Floods, no flights and volcanic ash




On my latest escape attempt I managed to book my flights and then – like many other people – found that the volcano had grounded us all. While my daughter languishes in Barcelona unable to get home, I am still here, so took myself off to Edinburgh with my camera.

I always like abandoned or derelict buildings or patches of waste or empty ground that used to have buildings and probably will again. I found these buildings in a part of town I haven't explored before, behind Leith Walk. They are also close to a railway track. I was on the bridge over the railway when someone appeared around the corner on a bike and said my name - is that you he said, then, I'm not stopping, and as he went past said why are you taking photographs? Because I was supposed to be flying away to somewhere warm and now I can't I wanted to say. But didn't.

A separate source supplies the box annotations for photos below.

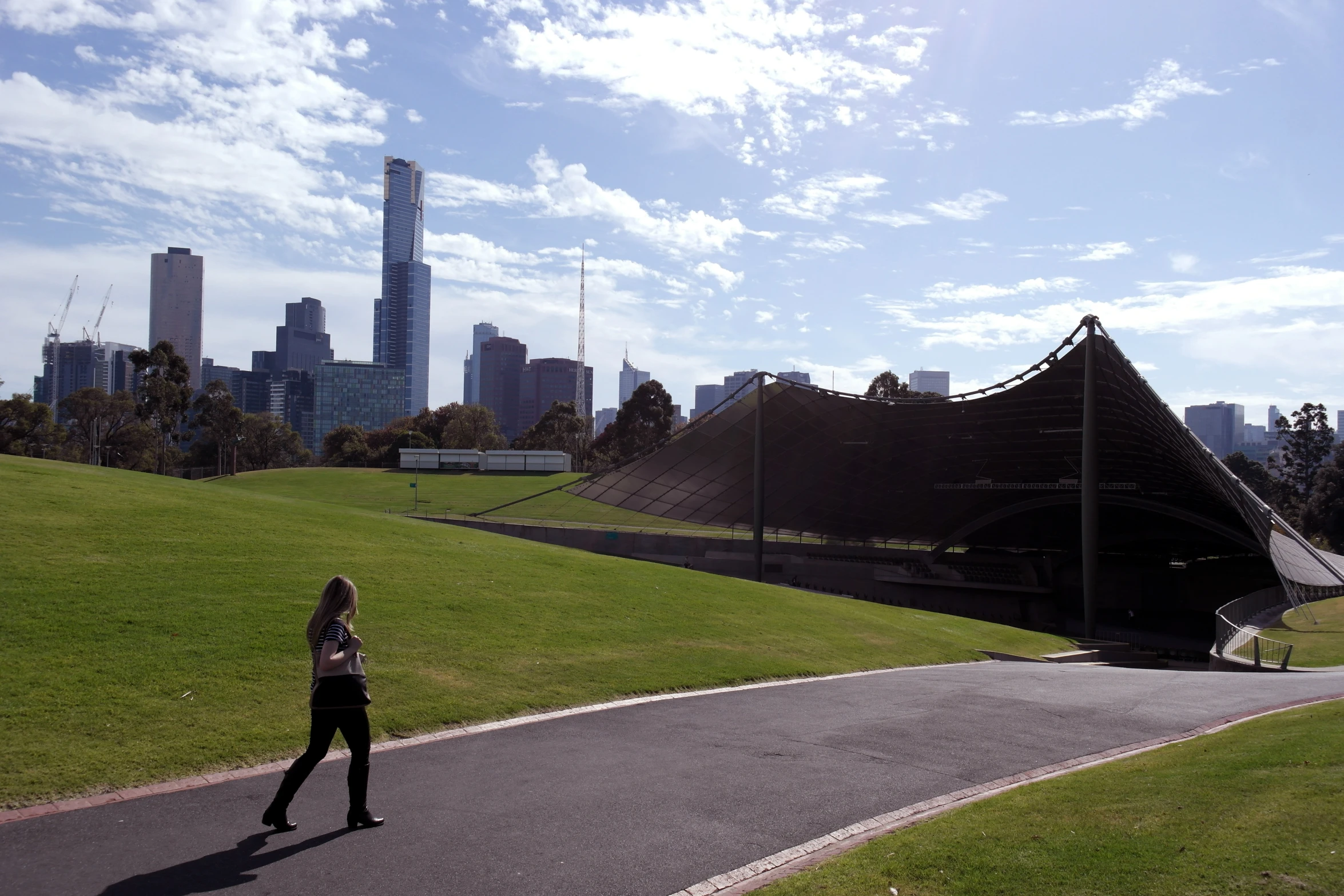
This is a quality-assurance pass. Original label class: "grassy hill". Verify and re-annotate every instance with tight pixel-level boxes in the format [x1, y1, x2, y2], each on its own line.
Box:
[0, 457, 1063, 806]
[760, 700, 1344, 896]
[1265, 598, 1344, 666]
[214, 468, 731, 531]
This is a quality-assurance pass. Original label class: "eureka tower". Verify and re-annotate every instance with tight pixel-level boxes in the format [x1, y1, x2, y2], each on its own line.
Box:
[373, 156, 429, 414]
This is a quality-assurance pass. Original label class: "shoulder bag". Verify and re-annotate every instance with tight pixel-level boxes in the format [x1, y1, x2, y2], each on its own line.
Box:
[308, 634, 372, 709]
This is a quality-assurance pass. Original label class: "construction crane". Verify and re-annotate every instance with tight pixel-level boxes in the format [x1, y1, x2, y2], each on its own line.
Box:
[47, 274, 79, 340]
[85, 284, 113, 345]
[41, 274, 79, 404]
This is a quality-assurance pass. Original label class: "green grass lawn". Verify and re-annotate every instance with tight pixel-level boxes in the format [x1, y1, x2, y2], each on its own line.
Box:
[211, 468, 711, 531]
[1265, 598, 1344, 666]
[0, 457, 1067, 806]
[758, 701, 1344, 896]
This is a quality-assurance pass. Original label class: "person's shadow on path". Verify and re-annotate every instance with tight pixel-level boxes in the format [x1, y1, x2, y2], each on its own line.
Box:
[101, 827, 349, 896]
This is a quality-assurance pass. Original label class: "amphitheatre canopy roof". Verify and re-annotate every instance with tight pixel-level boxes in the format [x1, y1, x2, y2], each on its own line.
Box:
[574, 316, 1344, 586]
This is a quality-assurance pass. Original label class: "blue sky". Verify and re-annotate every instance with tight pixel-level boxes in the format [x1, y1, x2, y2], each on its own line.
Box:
[0, 0, 1344, 422]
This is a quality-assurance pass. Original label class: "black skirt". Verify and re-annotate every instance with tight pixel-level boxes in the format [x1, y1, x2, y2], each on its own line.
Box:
[308, 676, 372, 709]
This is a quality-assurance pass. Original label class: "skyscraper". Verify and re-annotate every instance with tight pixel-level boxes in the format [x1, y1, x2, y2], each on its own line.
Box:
[272, 296, 336, 377]
[462, 321, 500, 404]
[1186, 401, 1246, 461]
[373, 156, 430, 414]
[617, 355, 650, 407]
[726, 367, 757, 400]
[518, 357, 593, 432]
[149, 246, 206, 388]
[480, 336, 527, 442]
[314, 361, 406, 451]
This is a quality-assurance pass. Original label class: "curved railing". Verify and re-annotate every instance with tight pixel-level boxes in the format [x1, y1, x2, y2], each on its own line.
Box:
[1214, 586, 1293, 670]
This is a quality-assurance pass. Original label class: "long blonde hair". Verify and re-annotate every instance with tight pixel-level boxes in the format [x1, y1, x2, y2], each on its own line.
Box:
[308, 575, 359, 650]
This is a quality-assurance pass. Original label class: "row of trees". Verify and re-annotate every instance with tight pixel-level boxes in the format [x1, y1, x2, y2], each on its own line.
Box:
[323, 380, 673, 470]
[1223, 401, 1344, 552]
[0, 341, 312, 473]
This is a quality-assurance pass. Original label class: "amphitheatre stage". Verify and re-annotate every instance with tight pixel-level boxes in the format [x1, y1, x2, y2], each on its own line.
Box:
[449, 318, 1344, 657]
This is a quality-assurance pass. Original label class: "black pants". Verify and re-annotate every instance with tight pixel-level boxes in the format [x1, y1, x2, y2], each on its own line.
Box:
[274, 707, 368, 811]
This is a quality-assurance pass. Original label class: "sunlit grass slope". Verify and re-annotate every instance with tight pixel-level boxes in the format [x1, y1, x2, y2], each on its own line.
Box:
[212, 468, 695, 529]
[0, 457, 1063, 806]
[760, 701, 1344, 896]
[1265, 598, 1344, 666]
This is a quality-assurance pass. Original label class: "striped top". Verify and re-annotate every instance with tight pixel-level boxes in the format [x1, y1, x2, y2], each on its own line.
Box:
[308, 619, 349, 691]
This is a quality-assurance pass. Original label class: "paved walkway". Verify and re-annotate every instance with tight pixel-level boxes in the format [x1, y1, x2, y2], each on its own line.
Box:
[0, 662, 1344, 896]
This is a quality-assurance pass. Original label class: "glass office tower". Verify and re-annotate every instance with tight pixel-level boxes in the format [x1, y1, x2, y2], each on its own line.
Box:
[314, 361, 406, 453]
[373, 156, 430, 414]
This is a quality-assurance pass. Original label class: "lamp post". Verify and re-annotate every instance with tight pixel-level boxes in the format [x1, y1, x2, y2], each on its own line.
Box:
[751, 372, 765, 582]
[1080, 314, 1101, 638]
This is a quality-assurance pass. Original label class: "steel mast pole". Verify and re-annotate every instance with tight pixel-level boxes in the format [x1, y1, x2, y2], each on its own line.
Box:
[751, 373, 765, 582]
[1082, 314, 1101, 638]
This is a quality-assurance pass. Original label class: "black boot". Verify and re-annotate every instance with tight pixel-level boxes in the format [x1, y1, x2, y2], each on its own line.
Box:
[261, 802, 299, 830]
[345, 809, 385, 830]
[345, 762, 383, 830]
[261, 763, 308, 830]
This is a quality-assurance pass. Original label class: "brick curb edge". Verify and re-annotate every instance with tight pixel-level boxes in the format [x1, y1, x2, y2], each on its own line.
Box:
[0, 660, 967, 825]
[672, 693, 1344, 896]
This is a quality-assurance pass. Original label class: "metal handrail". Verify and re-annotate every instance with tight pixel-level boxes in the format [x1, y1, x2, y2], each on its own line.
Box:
[1214, 586, 1293, 670]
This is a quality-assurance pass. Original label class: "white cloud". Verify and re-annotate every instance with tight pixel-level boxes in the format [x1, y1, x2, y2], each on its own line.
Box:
[1171, 253, 1199, 274]
[923, 189, 1008, 220]
[849, 211, 929, 227]
[0, 0, 385, 245]
[847, 26, 938, 69]
[1009, 59, 1224, 129]
[925, 277, 1083, 302]
[472, 0, 926, 157]
[1251, 249, 1331, 265]
[426, 146, 746, 255]
[878, 268, 1344, 349]
[695, 262, 746, 293]
[761, 172, 887, 220]
[793, 234, 863, 253]
[1070, 242, 1134, 262]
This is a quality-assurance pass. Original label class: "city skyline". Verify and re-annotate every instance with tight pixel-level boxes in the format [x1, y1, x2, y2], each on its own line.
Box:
[0, 0, 1344, 408]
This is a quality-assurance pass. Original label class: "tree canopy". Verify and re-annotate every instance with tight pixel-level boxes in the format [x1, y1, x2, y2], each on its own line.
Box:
[1275, 401, 1335, 504]
[0, 392, 65, 457]
[130, 340, 191, 473]
[514, 401, 587, 457]
[864, 371, 944, 397]
[589, 380, 672, 464]
[61, 385, 158, 469]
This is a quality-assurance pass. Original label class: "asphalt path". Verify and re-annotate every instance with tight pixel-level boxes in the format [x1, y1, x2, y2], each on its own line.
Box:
[0, 662, 1344, 896]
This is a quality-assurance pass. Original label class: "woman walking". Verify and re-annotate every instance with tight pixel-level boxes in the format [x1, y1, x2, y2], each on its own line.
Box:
[261, 575, 383, 830]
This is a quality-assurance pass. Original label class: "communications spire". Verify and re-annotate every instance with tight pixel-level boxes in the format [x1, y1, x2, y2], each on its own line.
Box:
[574, 239, 589, 419]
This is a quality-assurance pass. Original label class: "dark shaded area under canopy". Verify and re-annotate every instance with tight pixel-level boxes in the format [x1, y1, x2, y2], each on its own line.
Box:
[574, 326, 1344, 637]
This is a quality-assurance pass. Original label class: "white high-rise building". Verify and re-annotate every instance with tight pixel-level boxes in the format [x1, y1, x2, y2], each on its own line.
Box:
[462, 321, 500, 404]
[910, 371, 952, 395]
[617, 355, 653, 408]
[149, 246, 204, 389]
[1186, 401, 1246, 459]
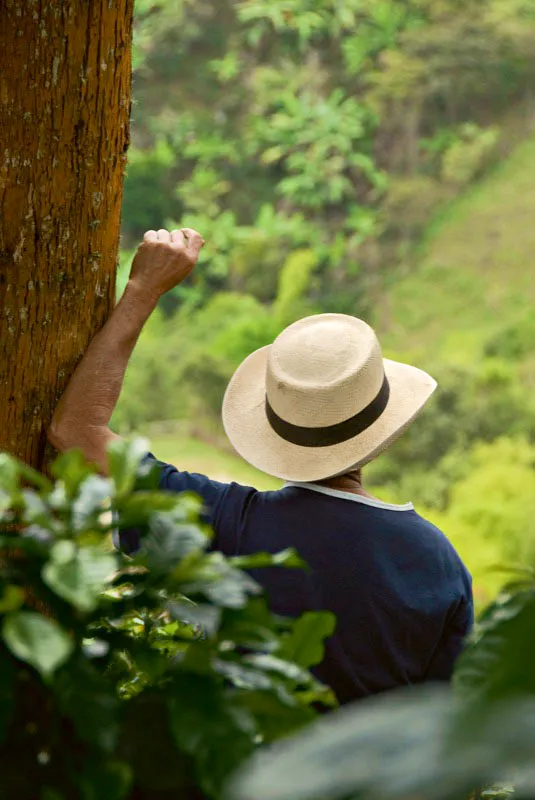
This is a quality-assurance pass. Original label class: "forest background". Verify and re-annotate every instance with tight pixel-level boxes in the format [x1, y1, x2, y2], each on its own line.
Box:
[112, 0, 535, 605]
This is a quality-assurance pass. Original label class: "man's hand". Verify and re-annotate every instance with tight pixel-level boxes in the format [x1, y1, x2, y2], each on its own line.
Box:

The night before I decided to book a week away in sunny Cyprus I had this dream. I was on my own in the back of a camper van. It's roomy, like a kitchen, I turn on – or light – the gas, to make tea, the gear controls are in a different place and I think to myself, this is just what I need, a travelling home. Only, I suddenly realise that the van is moving, the road has started to slope downhill and it's picking up speed. And that I need to be in the driver's seat, at the controls. I try to reach the driving compartment and find that it's inaccessible – there's floor to ceiling cupboards of what seem to be kitchen utensils, cutlery etc. I cannot find any way through to the driving area. I know I need to put my foot on the brake but I can't reach it. I desperately try to think of what I can do with the gears [which are in this area] but I don't seem to be able to work out what to do there either. And why are the gears in another place, so one has to rush around to different areas, doing different things? A light blinks somewhere which I think means that the power has cut out or is running down which I interpret as a good thing as, if the van has run out of power, it will slow down. Or perhaps the road becomes level. At any rate, it comes to a stop and all is well. Then I wake up.

I thought it was a clear danger sign that I was spending too much time on domestic issues and needed to get up front, get into the driver's seat and control where I was going. Take the initiative. Clearly. But that does not seem to have worked. Not yet.

That evening the washing machine flooded the kitchen once again when I tried to untangle the
hose at the back, thinking – well, imagining - that would be perfectly possible while I was waiting for the parsnips to grill. There's a lot of things I need to learn, clearly, one of them being that you turn the water off before you unscrew the washing machine hose pipe. Kitchen floor and self got soaked before I managed to aim the hose of forceful water out of the back door, leave it for a while [at which point it promptly turned around and pointed back inside] to turn off the grill, point it outside again while I worked out that I needed to turn the water off, and then reach the mains water tap.

But, after the water had been swept out the back door again, the hose untangled and reconnected, so there is now no leak, all was well. Come to think of it, the actual scenario was not unlike the dream, in that there were different things I had to do, in different places, until I worked out the solution. Not nearly as dangerous as the dream of course, but still, alarming enough.


And, according to the billboard, the Scots are keeping the world flying. This is clearly one of the brave flyers I encountered near the top of Leith Walk, you can tell by the way he's dressed. The sun had come out briefly, but I felt he must surely be cold.

Clearly I am going to say nothing about going anywhere until I actually get there, but I don't know when that will be, as this week was the only possible one for a while.